2. There’s something that is not exactly what I think of as a “choice” at work when I push awakening. There’s unconsciousness the majority of the time, but the always-in-the-background conscious part of me that pushes through to make a greater level of presence manifest in the foreground here and there. And, the more I make room for that arrival, the more I set aside time to listen to a talk or read a few passages or do a meditation, the more often that part comes through.

Fortunately, my discursive mind–aside from its insanity–is capable of taking on challenges and breaking them down into bite-sized pieces and executing. So, as I work to move Enlightenment from the “you have it or your don’t” box into the “project I can tackle” box, hopefully the more frequent these windows will be. And if not, I’ll have to come up with another plan!

“Practice, practice, practice…”

“So the single most vital step on your journey toward enlightenment is this: learn to disidenfity from your mind.”  Eckhart Tolle, The Power of Now, pg. 21

I’ve identified this is a really week area of mine. I HAVE noted that first thing in the morning, I feel like I’m arriving back at a mind that is just so busy…and it takes me a while to plug back into the incessant stream. Soon, however–usually about mid-way through my shower–I’m back, clicked in.

I’ve attempted to–in that bleary state prior to actually waking up–LOOK at my mind, but I’m so half there, the attempt is half-hearted. It does strike me, however, as if it could be a potential opportunity to get perspective.

During the course of my day, however, while there are some streams of thought that feel “separate” from the core “me,” I’m still largely ‘identified with my mind.’

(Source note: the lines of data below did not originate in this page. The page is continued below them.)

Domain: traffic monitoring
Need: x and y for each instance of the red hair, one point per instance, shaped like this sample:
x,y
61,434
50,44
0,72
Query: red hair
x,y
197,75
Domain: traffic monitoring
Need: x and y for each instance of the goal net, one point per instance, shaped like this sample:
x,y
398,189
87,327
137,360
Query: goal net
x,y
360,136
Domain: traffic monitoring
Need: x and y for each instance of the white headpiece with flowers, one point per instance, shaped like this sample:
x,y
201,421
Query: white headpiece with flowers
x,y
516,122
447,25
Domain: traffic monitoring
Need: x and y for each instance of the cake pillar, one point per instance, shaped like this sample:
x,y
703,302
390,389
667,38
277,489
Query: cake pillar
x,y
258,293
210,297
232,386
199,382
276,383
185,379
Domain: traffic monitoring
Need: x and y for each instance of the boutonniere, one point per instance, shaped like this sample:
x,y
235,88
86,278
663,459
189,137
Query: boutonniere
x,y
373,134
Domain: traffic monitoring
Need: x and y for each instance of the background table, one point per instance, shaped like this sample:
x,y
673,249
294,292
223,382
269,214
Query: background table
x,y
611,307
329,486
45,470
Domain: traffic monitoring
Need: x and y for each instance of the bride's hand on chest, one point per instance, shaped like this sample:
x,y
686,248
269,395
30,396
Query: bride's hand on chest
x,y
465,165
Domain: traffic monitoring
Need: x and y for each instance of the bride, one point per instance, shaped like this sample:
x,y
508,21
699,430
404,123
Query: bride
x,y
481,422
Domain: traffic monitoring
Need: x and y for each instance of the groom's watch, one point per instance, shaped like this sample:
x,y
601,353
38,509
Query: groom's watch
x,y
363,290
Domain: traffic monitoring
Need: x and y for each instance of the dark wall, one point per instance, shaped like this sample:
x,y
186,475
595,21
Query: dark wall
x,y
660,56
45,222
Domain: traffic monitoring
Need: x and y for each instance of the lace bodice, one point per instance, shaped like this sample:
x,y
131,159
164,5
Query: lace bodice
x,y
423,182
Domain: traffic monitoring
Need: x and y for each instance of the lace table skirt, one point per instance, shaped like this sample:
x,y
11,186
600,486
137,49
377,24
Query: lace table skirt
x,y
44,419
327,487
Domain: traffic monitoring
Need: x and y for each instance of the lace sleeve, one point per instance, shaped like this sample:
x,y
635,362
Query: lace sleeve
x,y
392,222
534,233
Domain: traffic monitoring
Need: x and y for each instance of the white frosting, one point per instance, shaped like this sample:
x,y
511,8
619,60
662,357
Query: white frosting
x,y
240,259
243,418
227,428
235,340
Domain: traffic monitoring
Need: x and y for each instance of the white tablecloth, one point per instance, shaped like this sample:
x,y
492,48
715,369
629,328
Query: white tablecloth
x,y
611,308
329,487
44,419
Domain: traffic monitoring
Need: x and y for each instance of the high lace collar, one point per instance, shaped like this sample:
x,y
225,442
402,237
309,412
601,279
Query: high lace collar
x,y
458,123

If, through meditation or a meditation-like process, I can get the mind to slow it down a bit or even a lot, then I start to feel a greater sense of “myself,” separate from thought. But without that stillness, I’m pretty much “hooked.”

So, I guess that means I’m going to be working on ever more frequent “stillness.” Yay! I LOVE stillness…

This spiritual development stuff is hard work. What I mean is, deconstructing my mind-lead way of leading my life is…truly daunting at times.

I find that I can–if I’m really feeling like I’m up against a wall–turn on an Eckhart Tolle CD (or open a book) and the pressure valve is released, or rather, the pressure just ceases to be.

But, when it comes to re-calibrating myself without props…it’s a bit hit or miss.

However, there is a consistent underlying “something” that I rarely loose. I’m finding that, while in the past I would tend to react to my reactions–realize suddenly that I’m in an anxious state and then freak out about the fact that “something is wrong!!”–I can now note that anxiety and then step back before the cascade happens. There are times when this is a very tedious standoff–like the feeling of being on a precipice–but for the most part lately my life has been relatively un-dramatic, so the instances are occasional.

Nevertheless, if I have low blood sugar (if I don’t eat, look out), or am triggered one too many times by dishes left in the sink by my roommate (or things on the table or shoes in the middle of the floor or the piles of crap around the house, or, or, or) then I falter. Yup.

I was also really triggered–for what reason I’m not sure–by District 9, the movie. A hike helped bring me back into my body, and the landscape eased my spirit.